Using "Best-Effort" Traffic to Assist in Guaranteeing Bandwidths

The prevalence of "best-effort" traffic in IP networks has already been discussed. The presence of best-effort traffic in a network produces important advantages:

• It is likely that a relatively small amount of traffic in an IP network requires guarantees of QoS, and that the rest of the traffic requires best effort.
  
  
• If most of the traffic is best effort, good QoS can be ensured simply by giving precedence to the "higher classes" of traffic. The traffic requiring good QoS can be given the ability to "push" best-effort traffic out of the way, in order to provide good QoS for the premium traffic.
  
  

The second bullet explains why best-effort traffic is an advantage in providing QoS: it can be used to "cushion" premium traffic, ensuring that the premium traffic gets premium service. This scenario is the key to the "Differentiated Services" approach to service quality.

Figure 29 shows how differentiated services can work to ensure that premium traffic gets good service. The network operator allocates bandwidth to two classes of service on a particular link. Best-effort traffic is allocated B0, and the premium traffic is allocated Bp. Note that Bp is greater than the estimated bandwidth of premium traffic, meaning that the premium traffic gains access to its required bandwidth even if the actual requirement is much greater than the estimated requirement. The best-effort traffic guarantees almost nothing—after all, it is best effort traffic, meaning that the best-effort traffic can have bandwidth denied in order to meet the requirements of premium traffic.

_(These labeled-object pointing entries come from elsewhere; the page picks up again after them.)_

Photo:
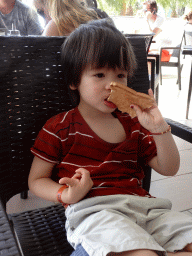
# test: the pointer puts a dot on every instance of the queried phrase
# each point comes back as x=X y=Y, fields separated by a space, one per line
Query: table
x=8 y=246
x=187 y=50
x=153 y=58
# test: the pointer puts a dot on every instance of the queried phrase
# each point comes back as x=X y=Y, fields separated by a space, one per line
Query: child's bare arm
x=167 y=160
x=41 y=184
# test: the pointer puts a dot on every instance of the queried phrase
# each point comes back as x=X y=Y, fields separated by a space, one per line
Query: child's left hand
x=151 y=119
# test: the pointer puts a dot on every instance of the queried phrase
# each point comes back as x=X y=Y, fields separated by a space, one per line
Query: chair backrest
x=33 y=90
x=181 y=39
x=188 y=37
x=147 y=37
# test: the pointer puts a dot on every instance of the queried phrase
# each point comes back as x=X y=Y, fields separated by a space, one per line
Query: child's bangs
x=108 y=53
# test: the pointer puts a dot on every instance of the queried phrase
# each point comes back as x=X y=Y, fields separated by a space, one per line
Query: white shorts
x=120 y=223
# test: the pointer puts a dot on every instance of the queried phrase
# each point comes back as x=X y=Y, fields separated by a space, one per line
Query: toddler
x=97 y=155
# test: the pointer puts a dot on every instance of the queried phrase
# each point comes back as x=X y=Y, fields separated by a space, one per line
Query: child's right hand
x=79 y=185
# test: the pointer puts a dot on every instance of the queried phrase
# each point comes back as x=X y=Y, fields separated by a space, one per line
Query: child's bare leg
x=187 y=251
x=179 y=254
x=134 y=253
x=188 y=248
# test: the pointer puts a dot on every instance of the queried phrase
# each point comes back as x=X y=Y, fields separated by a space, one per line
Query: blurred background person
x=20 y=16
x=42 y=10
x=66 y=15
x=155 y=21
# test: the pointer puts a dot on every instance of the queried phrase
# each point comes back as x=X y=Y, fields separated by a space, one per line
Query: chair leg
x=24 y=194
x=189 y=99
x=157 y=94
x=179 y=77
x=160 y=71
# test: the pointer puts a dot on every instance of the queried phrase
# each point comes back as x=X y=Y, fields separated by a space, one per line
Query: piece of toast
x=123 y=96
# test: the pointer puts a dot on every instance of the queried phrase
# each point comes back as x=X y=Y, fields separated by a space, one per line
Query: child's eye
x=99 y=75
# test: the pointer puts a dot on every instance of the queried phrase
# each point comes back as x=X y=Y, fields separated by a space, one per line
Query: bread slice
x=123 y=96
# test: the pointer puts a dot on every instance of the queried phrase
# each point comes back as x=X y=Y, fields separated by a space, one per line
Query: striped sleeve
x=47 y=145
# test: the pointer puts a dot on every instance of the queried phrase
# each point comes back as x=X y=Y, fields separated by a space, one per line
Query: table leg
x=189 y=92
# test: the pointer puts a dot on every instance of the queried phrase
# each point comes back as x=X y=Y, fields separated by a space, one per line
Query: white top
x=24 y=18
x=158 y=23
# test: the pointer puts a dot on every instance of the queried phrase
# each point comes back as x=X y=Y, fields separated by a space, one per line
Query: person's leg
x=188 y=248
x=134 y=253
x=179 y=253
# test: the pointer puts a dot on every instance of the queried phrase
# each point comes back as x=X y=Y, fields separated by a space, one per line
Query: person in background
x=42 y=10
x=13 y=13
x=188 y=25
x=154 y=20
x=66 y=15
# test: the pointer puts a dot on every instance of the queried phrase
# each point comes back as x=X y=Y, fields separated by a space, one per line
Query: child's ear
x=72 y=87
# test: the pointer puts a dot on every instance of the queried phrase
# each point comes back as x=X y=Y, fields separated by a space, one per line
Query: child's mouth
x=109 y=104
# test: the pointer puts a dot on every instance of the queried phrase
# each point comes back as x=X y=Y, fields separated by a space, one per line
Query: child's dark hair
x=97 y=44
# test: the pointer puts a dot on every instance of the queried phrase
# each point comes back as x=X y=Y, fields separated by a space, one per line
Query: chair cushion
x=165 y=56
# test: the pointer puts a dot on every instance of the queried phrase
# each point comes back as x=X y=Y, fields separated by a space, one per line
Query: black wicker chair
x=153 y=62
x=177 y=59
x=32 y=90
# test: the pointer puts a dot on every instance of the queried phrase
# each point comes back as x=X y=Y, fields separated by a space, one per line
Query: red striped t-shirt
x=115 y=168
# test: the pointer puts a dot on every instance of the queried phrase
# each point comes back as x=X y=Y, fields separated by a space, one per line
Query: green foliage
x=112 y=7
x=115 y=7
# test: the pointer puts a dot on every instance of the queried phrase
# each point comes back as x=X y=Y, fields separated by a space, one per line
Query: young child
x=97 y=154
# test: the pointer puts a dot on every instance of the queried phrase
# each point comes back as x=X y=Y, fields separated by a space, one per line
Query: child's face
x=94 y=88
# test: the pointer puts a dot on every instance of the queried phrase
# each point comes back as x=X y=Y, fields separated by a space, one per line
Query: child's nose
x=108 y=86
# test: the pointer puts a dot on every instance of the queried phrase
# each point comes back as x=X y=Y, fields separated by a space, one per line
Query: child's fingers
x=150 y=92
x=67 y=181
x=137 y=109
x=76 y=176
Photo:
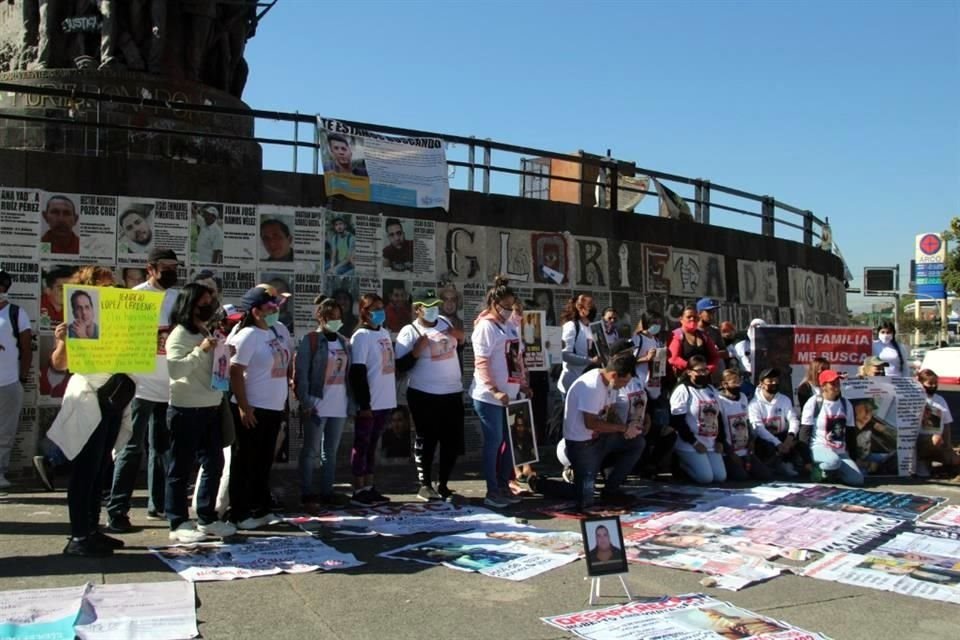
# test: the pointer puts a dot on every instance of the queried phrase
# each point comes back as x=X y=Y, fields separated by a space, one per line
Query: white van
x=945 y=362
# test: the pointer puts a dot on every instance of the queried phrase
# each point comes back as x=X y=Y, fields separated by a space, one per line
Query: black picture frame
x=617 y=564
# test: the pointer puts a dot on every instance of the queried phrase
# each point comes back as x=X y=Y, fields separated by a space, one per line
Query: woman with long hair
x=193 y=417
x=427 y=348
x=578 y=339
x=498 y=379
x=259 y=378
x=374 y=386
x=890 y=351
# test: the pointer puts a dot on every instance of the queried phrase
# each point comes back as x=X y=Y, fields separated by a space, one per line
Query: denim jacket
x=309 y=388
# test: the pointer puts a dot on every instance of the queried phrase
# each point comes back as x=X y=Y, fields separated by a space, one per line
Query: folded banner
x=368 y=166
x=110 y=330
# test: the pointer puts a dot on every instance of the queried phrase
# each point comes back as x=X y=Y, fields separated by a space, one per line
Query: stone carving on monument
x=172 y=50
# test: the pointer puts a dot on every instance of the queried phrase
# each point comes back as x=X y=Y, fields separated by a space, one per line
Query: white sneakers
x=190 y=532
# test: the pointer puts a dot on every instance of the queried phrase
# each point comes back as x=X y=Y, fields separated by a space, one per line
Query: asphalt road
x=399 y=600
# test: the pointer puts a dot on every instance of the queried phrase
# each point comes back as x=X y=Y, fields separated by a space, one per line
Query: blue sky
x=850 y=109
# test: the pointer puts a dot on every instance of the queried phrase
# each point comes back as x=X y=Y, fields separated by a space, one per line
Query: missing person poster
x=111 y=330
x=368 y=166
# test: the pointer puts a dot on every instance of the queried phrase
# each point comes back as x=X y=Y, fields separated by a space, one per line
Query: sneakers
x=44 y=472
x=120 y=524
x=428 y=494
x=496 y=500
x=88 y=547
x=188 y=533
x=217 y=529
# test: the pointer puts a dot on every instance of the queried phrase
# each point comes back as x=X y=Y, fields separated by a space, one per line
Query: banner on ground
x=686 y=617
x=263 y=557
x=510 y=555
x=111 y=330
x=372 y=167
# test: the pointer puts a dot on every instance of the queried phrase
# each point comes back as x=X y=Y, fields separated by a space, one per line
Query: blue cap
x=707 y=304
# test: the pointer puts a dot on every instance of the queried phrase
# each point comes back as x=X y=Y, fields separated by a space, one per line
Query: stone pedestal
x=105 y=142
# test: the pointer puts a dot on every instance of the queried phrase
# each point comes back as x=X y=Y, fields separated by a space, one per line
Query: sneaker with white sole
x=217 y=529
x=188 y=533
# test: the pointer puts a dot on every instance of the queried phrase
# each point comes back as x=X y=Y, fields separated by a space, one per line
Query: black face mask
x=205 y=312
x=167 y=279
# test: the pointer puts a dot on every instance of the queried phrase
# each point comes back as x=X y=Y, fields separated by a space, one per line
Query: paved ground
x=397 y=600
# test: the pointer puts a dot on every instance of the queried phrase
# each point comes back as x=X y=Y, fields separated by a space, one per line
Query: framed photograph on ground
x=603 y=544
x=523 y=436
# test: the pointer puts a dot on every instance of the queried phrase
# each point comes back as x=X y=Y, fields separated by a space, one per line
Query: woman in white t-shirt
x=373 y=383
x=827 y=416
x=933 y=443
x=695 y=414
x=497 y=379
x=260 y=380
x=890 y=351
x=320 y=381
x=577 y=339
x=427 y=349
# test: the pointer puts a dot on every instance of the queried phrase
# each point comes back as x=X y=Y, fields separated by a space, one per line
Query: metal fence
x=475 y=164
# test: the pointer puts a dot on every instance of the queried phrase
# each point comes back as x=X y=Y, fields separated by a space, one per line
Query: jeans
x=703 y=468
x=11 y=402
x=321 y=437
x=195 y=436
x=830 y=460
x=86 y=480
x=588 y=456
x=150 y=424
x=366 y=435
x=497 y=464
x=251 y=463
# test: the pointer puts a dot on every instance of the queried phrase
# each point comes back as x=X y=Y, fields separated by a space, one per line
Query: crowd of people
x=643 y=400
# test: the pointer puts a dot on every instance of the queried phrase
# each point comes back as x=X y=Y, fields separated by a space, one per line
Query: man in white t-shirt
x=15 y=358
x=210 y=236
x=149 y=409
x=595 y=436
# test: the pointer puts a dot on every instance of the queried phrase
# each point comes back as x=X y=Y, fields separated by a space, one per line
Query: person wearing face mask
x=578 y=348
x=933 y=443
x=826 y=417
x=694 y=413
x=259 y=378
x=427 y=349
x=776 y=424
x=374 y=386
x=149 y=410
x=194 y=418
x=890 y=351
x=320 y=382
x=688 y=341
x=498 y=378
x=740 y=460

This scenario occurs for most of the time in Figure 29: the best-effort traffic does not get all the bandwidth that it could use. On the other hand, all the premium traffic is carried. Using this method, differentiated services can give excellent QoS to premium traffic, under two conditions:

• A substantial amount of traffic is best-effort traffic.
  
  
• An estimate can be made of the premium traffic load on the link, so that a larger value Bp can be allocated in proportion¹².
  
  

Since almost all IP traffic today is best effort, and IP traffic loads are growing much faster than other traffic, for example, circuit-switched voice, the first condition is likely to hold in future networks. Unusual cases where this doesn't hold are discussed in the section "What if There Isn't Much Best-Effort Traffic in My Network?." The second condition is easy to meet, and this topic is discussed next.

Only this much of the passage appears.